2023, May

2023-05-24

  • Group meeting, listen to talks from “The Biology of Genomes”, a conference at CSHL from May9 - May13, 2023. We listened to two talks:
  1. “Discovering stimulatory state specific T2D GWAS mechanisms with single cell multi-omics on iPSC-derived FAP villages” by Christa Ventresca from the Stephen Parker lab,
  2. “DragoNNFruit—Learning cis- and trans-regulation of chromatin accessibility at single base and single cell resolution” by Jacob Schreiber from the Kundaje lab.
  • Start a Latex document to write the Frank-Wolfe algorithm for nuclear norm matrix factorization.

2023-05-23

  • Python implementation for convex optimization using Frank-Wolfe algorithm.
  • I observed that the linear optimization problem using \(K = 40\) principal components in the first step of the FW algorithm retains the structure of the matrix, but this is wrong!

2023-05-22

2023-04-16

  • Clean notebook files, set up workflow for publishing NPD notebooks.
  • Read more about conventional PCA and weighted PCA.

2023-04-15

  • Implement Delchambre’s weighted PCA.
  • I observed hidden structures for the summary statistics in conventional PCA, but I did not observe structures in weighted PCA. Why?

2023-04-12

  • Implement preprocessing of \(\beta\) and SE matrix in Python. Required for playing with PCA and understanding the structure of the data.

2023-04-11

  • Meeting with David. We discussed data cleaning and its effect on weighted PCA. See Slack for details.
  • Probgen reading club, presented by Scott Adamson. Chapter 8 from Population Genetics book by Graham Coop.

2023-04-10

2023-04-09

  • GradVI manuscript - reorganize methods and introduction.

2023-04-08

  • NPD Summary Statistics. Look at weighted PCA after data cleaning. It appears that there is not much distinguishable from the principal components.

2023-04-05

  • Last date for NYGC onboarding.
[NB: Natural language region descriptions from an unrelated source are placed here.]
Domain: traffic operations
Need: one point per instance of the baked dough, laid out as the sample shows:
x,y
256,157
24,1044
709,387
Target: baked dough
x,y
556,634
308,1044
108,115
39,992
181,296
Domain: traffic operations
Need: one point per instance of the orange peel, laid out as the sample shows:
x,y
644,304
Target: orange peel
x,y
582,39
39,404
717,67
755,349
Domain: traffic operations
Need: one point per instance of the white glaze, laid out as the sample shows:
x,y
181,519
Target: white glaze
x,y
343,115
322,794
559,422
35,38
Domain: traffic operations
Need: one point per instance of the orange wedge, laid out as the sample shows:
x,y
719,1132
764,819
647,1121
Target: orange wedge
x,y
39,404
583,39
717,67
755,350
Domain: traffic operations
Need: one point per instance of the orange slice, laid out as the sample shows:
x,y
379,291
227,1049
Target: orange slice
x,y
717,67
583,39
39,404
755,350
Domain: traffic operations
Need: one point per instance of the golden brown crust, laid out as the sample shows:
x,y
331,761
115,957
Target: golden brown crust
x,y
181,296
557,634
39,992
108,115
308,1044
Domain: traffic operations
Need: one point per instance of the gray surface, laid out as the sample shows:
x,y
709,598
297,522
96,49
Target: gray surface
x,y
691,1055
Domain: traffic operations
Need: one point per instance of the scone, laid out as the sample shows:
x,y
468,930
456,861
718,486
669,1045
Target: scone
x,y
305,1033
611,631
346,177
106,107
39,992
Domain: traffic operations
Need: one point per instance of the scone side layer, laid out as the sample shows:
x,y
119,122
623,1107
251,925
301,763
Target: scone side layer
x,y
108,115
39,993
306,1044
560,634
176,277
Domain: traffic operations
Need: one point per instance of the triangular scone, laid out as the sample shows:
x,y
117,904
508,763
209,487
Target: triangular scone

Finish courses and benefits election.
  • Set up Macbook Pro for work.

2023-04-04

  • Make changes and create pull request on DSC for supporting collections.abc and rpy2 v3.5.11.
  • Numerical experiments for dense linear regression for correlated variables.
  • Plot results (ELBO, RMSE, runtime) for dense linear regression for correlated variables.
  • Run more replicates for the above simulation.
  • Seminar by Julia Domingo

2023-04-03

  • GradVI plots without colors in scatterplot.
  • GradVI runtime-per-iteration plot with \(\log_{10}\) scale.
  • Meeting with Matthew.

2023-04-02

  • Run genlasso with large \(n\) for one simulation at the NYGC cluster.
  • Onboarding - Health insurance.
  • Genlasso running into out-of-memory error.
  • Make changes in GradVI to run without creating the \(\mathbb{H}\) matrix.

2023-04-01

  • The GradVI trendfiltering runtime experiments have failed. Troubleshoot: 40G memory is not enough for the jobs. I removed jobs with \(n = (10^5, 10^6)\) and submitted new jobs with 100G of memory in interactive node. The idea is to run the large jobs separately for GradVI.
  • Simulate first order trend filtering data with less memory.
  • How to run GradVI without generating \(\mathbf{H}\) matrix? I derived equations for obtaining \(d_j\) without generating the \(\mathbf{H}\) matrix and made the required changes in the GradVI software to run without generating the matrix. This introduced a bug which prevents running trend filtering for higher orders.